6.4
Passing Data to Subroutines
When you start parsing GenBank, PDB, and BLAST files
in later chapters, you'll need more complicated arguments to
your subroutines to hold the several fields of data you'll
parse out of the records. These next sections explain the way
it's done in Perl. You can skim this section and return for a
closer read when you get to Chapter 10.
6.4.1
Subroutines: Pass by Value
So far, all our
subroutines have had fairly simple
arguments. The values of these arguments are copied and passed to the
subroutines, and whatever happens to those values in the subroutine
doesn't affect the values of the arguments in the main program.

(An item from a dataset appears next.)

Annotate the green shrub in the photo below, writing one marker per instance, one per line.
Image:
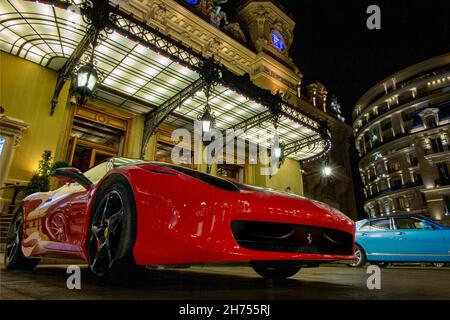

This is called pass by value or call
by value. For example:
#!/usr/bin/perl -w
# Example of pass-by-value (a.k.a. call-by-value)
use strict;
my $i = 2;
simple_sub($i);
print "In main program, after the subroutine call, \$i equals $i\n\n";
exit;
################################################################################
# Subroutines
################################################################################
sub simple_sub {
my($i) = @_;
$i += 100;
print "In subroutine simple_sub, \$i equals $i\n\n";
}
This gives the following output:
In subroutine simple_sub, $i equals 102
In main program, after the subroutine call, $i equals 2
6.4.2
Subroutines: Pass by Reference
If you have more
complicated
arguments, say a mixture
of scalars, arrays, and hashes, Perl often cannot distinguish between
them. Perl passes all arguments into the subroutine as a single
array, the special @_
array. If there are arrays or hashes
as arguments, their elements get "flattened" out into
this single @_ array in the subroutine.
Here's an example:
#!/usr/bin/perl -w
# Example of problem of pass-by-value with two arrays
use strict;
my @i = ('1', '2', '3');
my @j = ('a', 'b', 'c');
print "In main program before calling subroutine: i = " . "@i\n";
print "In main program before calling subroutine: j = " . "@j\n";
reference_sub(@i, @j);
print "In main program after calling subroutine: i = " . "@i\n";
print "In main program after calling subroutine: j = " . "@j\n";
exit;
################################################################################
# Subroutines
################################################################################
sub reference_sub {
my(@i, @j) = @_;
print "In subroutine : i = " . "@i\n";
print "In subroutine : j = " . "@j\n";
push(@i, '4');
shift(@j);
}
The following output illustrates the problem of this approach:
In main program before calling subroutine: i = 1 2 3
In main program before calling subroutine: j = a b c
In subroutine : i = 1 2 3 a b c
In subroutine : j =
In main program after calling subroutine: i = 1 2 3
In main program after calling subroutine: j = a b c
As you see, in the subroutine all the elements of
@i and @j were grouped into one
@_ array. All distinction between the two arrays
you started with was lost in the subroutine. When you try to get the
two arrays back in the statement:
my(@i, @j) = @_;
Perl assigns everything to the first array, @i.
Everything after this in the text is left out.